Giving birth at home is seen as proof of a woman's fearlessness in the face of pain, says Hadari, adding that women also prefer to give birth at home so that they can carry out a custom to bury the placenta soon after birth.
James says cultural factors are also at work in South Sudan. "For many women the thought of being delivered by a male health attendant is taboo."
Birth attendants
But the shortage of skilled birth attendants is a key problem. James is one of roughly 2,000 TBAs registered by South Sudan's Ministry of Health who form the wafer-thin support for births in a population of 10 million. These TBAs have no formal qualifications, but James points out that TBAs have vast experience with deliveries acquired over years of practice. Traditional attendants enjoy the confidence of women in the community, and she says there are efforts to integrate TBAs into the health system as a means of drawing more women to hospitals for delivery.
"We are registered because we are not working in an ideal situation. There is a serious shortage of well-qualified nurses and midwives: what other options are there besides us?" says James.
Traditional birth attendants remain indispensable in a country where, according the Directorate of Nursing and Midwifery, there are barely more a thousand nurses - and only 40 who hold a diploma indicating basic knowledge of midwifery.
The World Health Organization (WHO) recommends that a skilled attendant be present at every birth, but in South Sudan there are only 10 nurses for every 100,000 births and just four adequately qualified registered nurses for every million children born.
South Sudan's Ministry of Health reports 2,037 maternal deaths for every 100,000 births. Hadari says Niger is not much better.
"The picture is not so different in Niger which has a staggering maternal mortality and morbidity rate particularly among the rural women and especially those with little or no education and consequently low or no income."
Niger ranked 163 in the Safe Motherhood Index, with 1,800 deaths per 100,000 births. One in seven Nigerien women will die from a pregnancy-related complication.
Models of success
Initiatives to improve maternal health are under way all over the continent, in an effort to meet Millennium Development Goal commitments to reduce maternal mortality by three-quarters from 1990 levels. Many countries seem unlikely to meet that target by 2015, but there are some positive models.
According to a 2010 World Health Organization report, maternal mortality in Ghana has fallen by a quarter in the last decade, to 560 per 100,000 births.
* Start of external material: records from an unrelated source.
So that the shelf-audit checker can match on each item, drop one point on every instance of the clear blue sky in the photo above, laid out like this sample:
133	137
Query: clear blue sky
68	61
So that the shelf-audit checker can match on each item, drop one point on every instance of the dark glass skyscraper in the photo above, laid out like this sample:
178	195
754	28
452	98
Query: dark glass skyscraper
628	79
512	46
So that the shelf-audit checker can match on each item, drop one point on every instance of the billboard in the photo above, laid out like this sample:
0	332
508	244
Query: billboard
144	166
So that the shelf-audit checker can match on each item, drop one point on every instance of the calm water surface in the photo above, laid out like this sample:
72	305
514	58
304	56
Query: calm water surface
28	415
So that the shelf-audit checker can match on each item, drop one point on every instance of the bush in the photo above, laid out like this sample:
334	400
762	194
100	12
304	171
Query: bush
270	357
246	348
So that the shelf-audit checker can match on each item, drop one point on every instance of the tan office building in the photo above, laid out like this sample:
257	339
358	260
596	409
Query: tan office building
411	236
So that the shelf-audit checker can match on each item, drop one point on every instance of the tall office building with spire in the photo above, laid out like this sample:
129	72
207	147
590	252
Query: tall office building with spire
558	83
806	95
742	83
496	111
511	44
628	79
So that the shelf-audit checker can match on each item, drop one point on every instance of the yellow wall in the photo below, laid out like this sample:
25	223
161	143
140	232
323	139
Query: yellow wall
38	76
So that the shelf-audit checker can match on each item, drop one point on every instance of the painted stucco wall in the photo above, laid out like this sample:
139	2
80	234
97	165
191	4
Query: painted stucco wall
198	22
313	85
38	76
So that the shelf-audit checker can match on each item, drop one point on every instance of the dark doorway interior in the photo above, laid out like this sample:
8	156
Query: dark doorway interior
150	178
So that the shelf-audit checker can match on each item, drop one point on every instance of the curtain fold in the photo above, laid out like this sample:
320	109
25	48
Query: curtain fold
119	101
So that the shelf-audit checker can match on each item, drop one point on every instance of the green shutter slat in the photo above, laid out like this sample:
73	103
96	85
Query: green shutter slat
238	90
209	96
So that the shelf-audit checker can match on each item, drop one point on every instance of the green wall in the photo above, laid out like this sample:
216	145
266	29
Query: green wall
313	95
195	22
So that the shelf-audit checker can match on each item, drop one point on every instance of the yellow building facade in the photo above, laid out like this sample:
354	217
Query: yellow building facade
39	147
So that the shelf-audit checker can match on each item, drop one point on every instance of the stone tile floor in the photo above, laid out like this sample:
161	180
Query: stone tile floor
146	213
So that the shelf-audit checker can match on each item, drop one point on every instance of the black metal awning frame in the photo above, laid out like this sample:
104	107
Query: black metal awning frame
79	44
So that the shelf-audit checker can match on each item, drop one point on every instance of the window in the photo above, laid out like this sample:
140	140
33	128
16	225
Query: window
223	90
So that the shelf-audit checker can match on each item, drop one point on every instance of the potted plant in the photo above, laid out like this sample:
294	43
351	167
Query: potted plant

Ghana has achieved this by revamping training, now adding 500 new midwives each year. The government has also made efforts to post health professionals to the areas with the worst maternal health statistics.
Mozambique is another success story. Mozambique's national health data shows maternal deaths fell from 1,000 deaths per 100,000 births in the 1990s, to 473 per 100,000 in 2007. This success has been built on the establishment of "waiting houses", which permit at-risk pregnant women to move to a temporary home near a local hospital in order to facilitate quick access to skilled health care once labor begins.
As 2015 draws nearer, these and other measures will need to be adopted and adapted across the continent if MDG targets are to be met.
Although Sudan is faring poorly, the country may be moving in the right direction with the continued development of maternal care at the Juba Teaching Hospital, where an initiative to train more nurses and midwives is based.
Janet Michael of the South Sudan Ministry of Health says the emphasis is being placed on the "need for trained birth attendants, high contraceptive prevalence, improved infrastructure to enhance access for women in need of various
institution based services and a budget that can sustain these initiatives."